A recent study published in PNAS focuses on methane as a biosignature. Methane is perhaps the most likely to produce false positives because it can be released by common geological activity, such as volcanoes. Essentially the study authors concluded that you cannot just look at the presence or absence of a single biosignature, but have to look at the biosignature in the context of other environmental factors. For example, if the methane detected is being released by volcanic activity then there should also be a certain amount of carbon monoxide (CO). Life, however, tends to metabolize CO and produce CO2. Therefore if methane exists with high levels of CO2 and low levels of CO then that is a more compelling picture of life. If CO2 is low and CO is high then that favors a geological source. This does not hold, however, for planets with a very high water content.

Therefore looking at multiple chemicals in an exoplanet’s atmosphere is likely to give us a more complete picture and minimize false positive biosignatures. However, there remains a significant weakness of this approach as described so far – it is using the Earth as our one example. We know how oxygen and methane behave on Earth, but that knowledge cannot necessarily be extrapolated to exoplanets (or even our neighbors, like Mars). We therefore also have to consider as many planetary factors as possible, the geochemistry of the planet and its interaction with its parent star.

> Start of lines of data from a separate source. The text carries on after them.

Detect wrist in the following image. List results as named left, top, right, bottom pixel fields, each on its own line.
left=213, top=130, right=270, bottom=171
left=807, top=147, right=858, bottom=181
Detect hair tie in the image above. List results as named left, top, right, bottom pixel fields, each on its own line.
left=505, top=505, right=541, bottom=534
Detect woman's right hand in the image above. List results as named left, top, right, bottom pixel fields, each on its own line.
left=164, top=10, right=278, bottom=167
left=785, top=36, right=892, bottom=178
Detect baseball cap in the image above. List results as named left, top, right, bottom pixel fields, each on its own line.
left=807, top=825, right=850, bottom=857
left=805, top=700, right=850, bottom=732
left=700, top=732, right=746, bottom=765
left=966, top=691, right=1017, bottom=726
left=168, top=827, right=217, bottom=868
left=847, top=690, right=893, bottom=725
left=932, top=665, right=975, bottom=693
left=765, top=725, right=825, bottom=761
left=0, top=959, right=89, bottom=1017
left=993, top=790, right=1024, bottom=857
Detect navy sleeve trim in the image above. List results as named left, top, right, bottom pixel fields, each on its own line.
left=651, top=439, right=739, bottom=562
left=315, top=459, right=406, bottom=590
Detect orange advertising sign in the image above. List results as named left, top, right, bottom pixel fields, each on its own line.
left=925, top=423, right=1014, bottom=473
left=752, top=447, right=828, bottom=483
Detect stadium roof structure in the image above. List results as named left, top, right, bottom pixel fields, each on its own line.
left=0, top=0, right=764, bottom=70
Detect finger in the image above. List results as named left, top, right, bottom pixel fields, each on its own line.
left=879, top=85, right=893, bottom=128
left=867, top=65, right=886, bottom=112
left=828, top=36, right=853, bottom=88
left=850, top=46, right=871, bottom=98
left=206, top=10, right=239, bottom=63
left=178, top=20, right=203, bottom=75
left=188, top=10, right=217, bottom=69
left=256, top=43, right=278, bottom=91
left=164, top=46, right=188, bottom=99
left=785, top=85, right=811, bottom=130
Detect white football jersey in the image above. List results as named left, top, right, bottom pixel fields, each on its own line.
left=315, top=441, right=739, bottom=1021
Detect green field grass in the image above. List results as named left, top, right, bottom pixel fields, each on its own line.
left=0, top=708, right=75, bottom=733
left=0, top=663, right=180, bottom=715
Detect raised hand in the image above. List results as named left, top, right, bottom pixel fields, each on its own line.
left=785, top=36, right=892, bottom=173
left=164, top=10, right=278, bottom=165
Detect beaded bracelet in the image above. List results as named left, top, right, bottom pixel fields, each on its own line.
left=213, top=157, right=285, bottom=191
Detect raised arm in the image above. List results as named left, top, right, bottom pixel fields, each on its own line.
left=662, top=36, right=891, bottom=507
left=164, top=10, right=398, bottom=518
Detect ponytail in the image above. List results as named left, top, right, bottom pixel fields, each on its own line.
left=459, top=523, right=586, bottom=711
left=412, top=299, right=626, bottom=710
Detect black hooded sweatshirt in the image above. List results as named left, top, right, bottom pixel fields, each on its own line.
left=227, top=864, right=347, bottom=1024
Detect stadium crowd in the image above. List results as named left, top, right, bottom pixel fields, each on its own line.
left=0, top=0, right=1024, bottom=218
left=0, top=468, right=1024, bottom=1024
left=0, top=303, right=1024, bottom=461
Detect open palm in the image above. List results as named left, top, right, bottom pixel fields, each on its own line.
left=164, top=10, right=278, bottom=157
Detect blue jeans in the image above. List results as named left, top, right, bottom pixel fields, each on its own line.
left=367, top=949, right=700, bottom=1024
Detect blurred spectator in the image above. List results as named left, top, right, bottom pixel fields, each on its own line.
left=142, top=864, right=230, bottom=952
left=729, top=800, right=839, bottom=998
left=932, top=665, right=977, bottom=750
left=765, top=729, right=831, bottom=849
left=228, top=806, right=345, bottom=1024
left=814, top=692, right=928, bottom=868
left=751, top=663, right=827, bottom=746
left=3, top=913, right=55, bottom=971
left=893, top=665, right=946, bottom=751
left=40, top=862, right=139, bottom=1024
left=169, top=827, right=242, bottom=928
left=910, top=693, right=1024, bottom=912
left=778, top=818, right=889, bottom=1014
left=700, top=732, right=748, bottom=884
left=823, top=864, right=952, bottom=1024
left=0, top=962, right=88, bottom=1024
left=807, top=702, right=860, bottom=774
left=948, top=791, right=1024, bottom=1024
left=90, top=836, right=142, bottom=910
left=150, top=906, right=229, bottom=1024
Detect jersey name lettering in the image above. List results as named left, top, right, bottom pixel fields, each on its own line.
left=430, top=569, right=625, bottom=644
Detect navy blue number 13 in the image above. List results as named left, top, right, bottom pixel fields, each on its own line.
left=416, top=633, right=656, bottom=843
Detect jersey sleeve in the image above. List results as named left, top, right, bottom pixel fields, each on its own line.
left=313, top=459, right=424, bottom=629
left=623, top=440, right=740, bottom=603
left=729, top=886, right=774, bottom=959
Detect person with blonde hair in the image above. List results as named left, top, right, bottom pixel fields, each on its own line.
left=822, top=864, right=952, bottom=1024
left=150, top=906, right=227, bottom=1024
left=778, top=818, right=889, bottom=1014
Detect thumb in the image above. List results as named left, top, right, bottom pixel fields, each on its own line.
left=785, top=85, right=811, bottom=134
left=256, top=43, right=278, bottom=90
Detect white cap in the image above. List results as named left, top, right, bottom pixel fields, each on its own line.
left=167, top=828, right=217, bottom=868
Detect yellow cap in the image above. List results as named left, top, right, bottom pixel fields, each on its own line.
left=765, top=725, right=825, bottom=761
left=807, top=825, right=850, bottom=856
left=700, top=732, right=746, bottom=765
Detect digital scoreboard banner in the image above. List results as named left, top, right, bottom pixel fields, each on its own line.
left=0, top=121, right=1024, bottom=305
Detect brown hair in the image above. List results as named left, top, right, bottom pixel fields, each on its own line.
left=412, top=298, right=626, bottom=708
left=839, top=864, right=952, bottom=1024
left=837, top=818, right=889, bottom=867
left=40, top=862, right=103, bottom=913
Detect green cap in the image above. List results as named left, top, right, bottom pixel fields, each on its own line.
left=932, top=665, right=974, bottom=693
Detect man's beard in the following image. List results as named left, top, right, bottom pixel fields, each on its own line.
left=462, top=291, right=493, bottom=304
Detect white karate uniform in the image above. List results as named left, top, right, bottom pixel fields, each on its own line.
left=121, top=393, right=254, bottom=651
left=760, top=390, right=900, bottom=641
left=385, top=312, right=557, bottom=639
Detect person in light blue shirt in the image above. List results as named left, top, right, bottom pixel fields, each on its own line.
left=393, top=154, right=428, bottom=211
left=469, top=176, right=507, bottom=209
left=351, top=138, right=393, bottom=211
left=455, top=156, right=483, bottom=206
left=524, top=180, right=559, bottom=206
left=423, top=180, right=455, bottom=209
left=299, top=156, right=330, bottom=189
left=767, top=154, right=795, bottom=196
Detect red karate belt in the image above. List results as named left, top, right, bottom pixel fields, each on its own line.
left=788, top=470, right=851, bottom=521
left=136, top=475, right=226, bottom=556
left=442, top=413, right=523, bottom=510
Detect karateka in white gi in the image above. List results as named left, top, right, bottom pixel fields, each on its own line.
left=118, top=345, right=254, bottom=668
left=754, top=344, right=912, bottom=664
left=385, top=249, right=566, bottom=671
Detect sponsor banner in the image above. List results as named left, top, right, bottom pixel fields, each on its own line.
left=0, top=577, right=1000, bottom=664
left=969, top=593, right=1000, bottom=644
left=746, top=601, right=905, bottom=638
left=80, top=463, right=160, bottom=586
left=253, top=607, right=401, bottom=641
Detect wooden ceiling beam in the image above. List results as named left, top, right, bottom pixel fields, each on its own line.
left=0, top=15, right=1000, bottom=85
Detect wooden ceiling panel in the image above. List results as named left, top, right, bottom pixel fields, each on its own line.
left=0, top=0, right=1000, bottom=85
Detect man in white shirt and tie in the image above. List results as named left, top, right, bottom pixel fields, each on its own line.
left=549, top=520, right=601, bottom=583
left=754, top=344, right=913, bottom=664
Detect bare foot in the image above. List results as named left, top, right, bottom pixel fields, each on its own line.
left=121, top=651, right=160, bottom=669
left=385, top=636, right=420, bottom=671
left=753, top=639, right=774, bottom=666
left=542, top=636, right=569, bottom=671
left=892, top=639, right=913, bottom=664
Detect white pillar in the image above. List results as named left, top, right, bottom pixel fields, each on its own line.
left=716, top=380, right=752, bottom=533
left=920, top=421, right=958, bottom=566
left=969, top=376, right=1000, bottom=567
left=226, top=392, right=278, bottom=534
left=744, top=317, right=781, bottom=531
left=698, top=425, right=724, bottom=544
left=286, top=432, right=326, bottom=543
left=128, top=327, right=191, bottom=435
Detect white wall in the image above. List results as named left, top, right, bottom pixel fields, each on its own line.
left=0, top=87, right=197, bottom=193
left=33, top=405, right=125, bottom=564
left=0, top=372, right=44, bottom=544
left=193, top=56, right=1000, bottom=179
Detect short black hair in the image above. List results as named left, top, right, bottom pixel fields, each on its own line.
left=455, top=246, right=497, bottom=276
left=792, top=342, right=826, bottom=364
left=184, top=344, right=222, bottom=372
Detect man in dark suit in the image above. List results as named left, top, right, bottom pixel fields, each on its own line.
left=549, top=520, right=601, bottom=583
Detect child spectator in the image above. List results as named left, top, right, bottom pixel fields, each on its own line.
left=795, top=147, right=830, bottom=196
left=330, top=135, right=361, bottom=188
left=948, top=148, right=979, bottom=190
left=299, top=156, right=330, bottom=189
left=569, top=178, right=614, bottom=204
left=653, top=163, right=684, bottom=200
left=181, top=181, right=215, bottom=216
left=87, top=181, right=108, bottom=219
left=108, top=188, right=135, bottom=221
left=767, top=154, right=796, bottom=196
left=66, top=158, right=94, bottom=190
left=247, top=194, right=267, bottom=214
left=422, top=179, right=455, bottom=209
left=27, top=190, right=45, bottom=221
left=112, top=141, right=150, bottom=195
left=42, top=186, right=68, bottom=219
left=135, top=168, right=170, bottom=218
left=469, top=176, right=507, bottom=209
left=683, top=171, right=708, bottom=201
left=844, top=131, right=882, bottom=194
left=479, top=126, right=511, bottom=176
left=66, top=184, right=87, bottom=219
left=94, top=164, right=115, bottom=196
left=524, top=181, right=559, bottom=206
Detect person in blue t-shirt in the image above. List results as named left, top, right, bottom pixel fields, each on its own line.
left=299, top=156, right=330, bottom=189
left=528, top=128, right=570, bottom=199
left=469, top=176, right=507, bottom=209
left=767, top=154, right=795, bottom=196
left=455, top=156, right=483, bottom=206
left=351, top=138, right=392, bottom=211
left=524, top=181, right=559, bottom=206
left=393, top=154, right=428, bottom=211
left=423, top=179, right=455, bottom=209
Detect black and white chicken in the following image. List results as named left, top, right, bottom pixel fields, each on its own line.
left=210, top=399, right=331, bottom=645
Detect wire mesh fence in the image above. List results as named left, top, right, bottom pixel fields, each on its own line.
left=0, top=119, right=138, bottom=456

A rocky planet orbiting close to a red dwarf star may have a different methane cycle than what we see on Earth.

These types of studies are just getting started, and it will likely take years or decades of research to refine our analysis techniques to more accurately use biosignatures to determine if an exoplanet likely has life. Unfortunately, there is currently no way to confirm if our analysis is correct. We cannot go to these planets and determine more directly if our methods are correct or not. This is why it would be very interesting if we detect life on Mars or Venus because we can compare their biosignatures with direct detection. But still that is a limited data set. We may ultimately find that we developed elaborate criteria for biosignatures that don’t hold up once we can travel to exoplanets and explore them directly.

I do think, however, that we can get to relatively high levels of confidence with extensive modeling and research on Earth. The laws of physics will be the same on exoplanets, and that will constrain what environmental conditions can exist there. Further, as or technology advances we will be able to gather greater details about exoplanets. That is where the James Webb telescope comes in. It will be able to detect methane in the atmospheres of exoplanets with much higher precision (not so much oxygen). That is why, in fact, the researchers focused on methane, to prepare to data coming in from James Webb. Later in this century we may have better instruments still. It’s likely our instruments for observing exoplanets will have a long time to improve before we can actually travel to any exoplanets.

All of this means that we may very well one day be able to say with a high level of confidence that we have found life on an exoplanet light years away.